2022 | Skripsi | S1 TEKNIK INDUSTRIPerkembangan e-commerce yang semakin pesat memberikan tantangan tersendiri untuk sistem logistik perkotaan di Indonesia, sehingga mendesak adanya inovasi baru. Salah satu tantangan yang dihadapi adalah kurangnya efisiensi pendistribusian barang. Kurangnya efisiensi ini menyebabkan jumlah dan rute perjalanan kendaraan pengangkut barang menjadi sangat tinggi. Salah satu solusi yang belakangan ini muncul adalah penggunaan fasilitas micro-hub pada logistik perkotaan. Micro-hub digunakan sebagai fasilitas replenishment atau pengisian ulang barang pada kendaraan, dan umumnya berada dekat dengan customer. Sehingga dengan adanya micro-hub ini diharapkan dapat menurunkan jumlah perjalanan kendaraan dan meningkatkan efisiensi dari logistik perkotaan. Penelitian ini menerapkan optimasi dan simulasi untuk melihat pengaruh adanya fasilitas micro-hub terhadap waktu pengantaran barang dan emisi CO2 yang dihasilkan kendaraan. Optimasi pada penelitian ini ditujukan untuk menentukan lokasi optimal dari micro-hub, yang akan menjadi inputan pada pembangunan model simulasi. Penentuan lokasi optimal dari micro-hub menggunakan maximal covering location problem (MCLP), sedangkan model simulasi dibuat menggunakan agent-based modelling (ABM) dengan studi kasus pendistribusian barang PT. Nusantara Card Semesta (NCS) Yogyakarta. Hasil dari penelitian ini menunjukkan bahwa adanya fasilitas micro-hub berpengaruh terhadap total waktu pengantaran barang, jarak tempuh kendaraan dan emisi CO2 yang dihasilkan kendaraan. Lokasi optimal fasilitas micro-hub berada pada Kecamatan Seyegan, Sleman dan Kecamatan Kasihan, Bantul. Dengan adanya micro-hub di 2 lokasi tersebut, hasil rata-rata total waktu pengantaran barang yang didapatkan adalah 464,35 menit atau lebih cepat 27,67 menit dibandingkan dengan simulasi base model atau kondisi nyata. Kemudian, emisi CO2 yang dihasilkan oleh kendaraan juga lebih sedikit 5315,17 gram dibandingkan dengan base model.

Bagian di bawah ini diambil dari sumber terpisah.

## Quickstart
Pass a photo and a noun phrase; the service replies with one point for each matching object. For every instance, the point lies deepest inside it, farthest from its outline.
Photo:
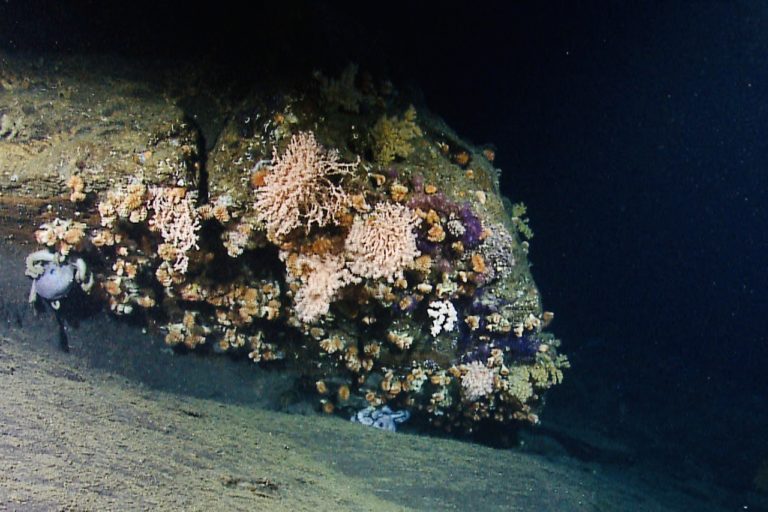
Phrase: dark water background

The increasingly rapid development of e-commerce presents its own challenges for the city logistics system in Indonesia, thus urging new innovations. One of the challenges is the lack of efficiency in the distribution of goods. This lack of efficiency causes the number of vehicles and routes for transporting goods to be very high. One solution that has recently emerged is the use of micro-hub facilities in city logistics. The micro-hub is used as a replenishment facility and generally located close to the customer. With the existence of micro-hub, it is expected to reduce the number of vehicle trips and increase the efficiency of city logistics. This study applies optimization and simulation to see the effect of the existence of a micro-hub facility on the delivery time of goods and the CO2 emissions produced by vehicles. The optimization in this research is aimed at determining the optimal location of the micro-hub, which will be the input for the simulation model. Maximal covering location problem (MCLP) is used to determine the optimal location of the micro-hub, while the simulation model was made using the agent-based modeling (ABM) with a case study of the distribution of goods at PT. Nusantara Card Semesta (NCS) Yogyakarta. The results of this study indicate that the presence of a micro-hub facility affects on the total delivery time of goods, the distance traveled by the vehicle, and the CO2 emissions produced by vehicles. The optimal location for micro-hub facilities is in Seyegan District, Sleman and Kasihan District, Bantul. With the existence of micro-hubs in these 2 locations, the average total delivery time obtained is 464.35 minutes or 27.67 minutes faster than the simulation of the base model or real conditions. Then, the CO2 emissions produced by the vehicle are also 5315.17 grams less than the base model.
Kata Kunci : city logistics, micro-hub, maximal covering location problem, agent-based modelling, NCS Yogyakarta.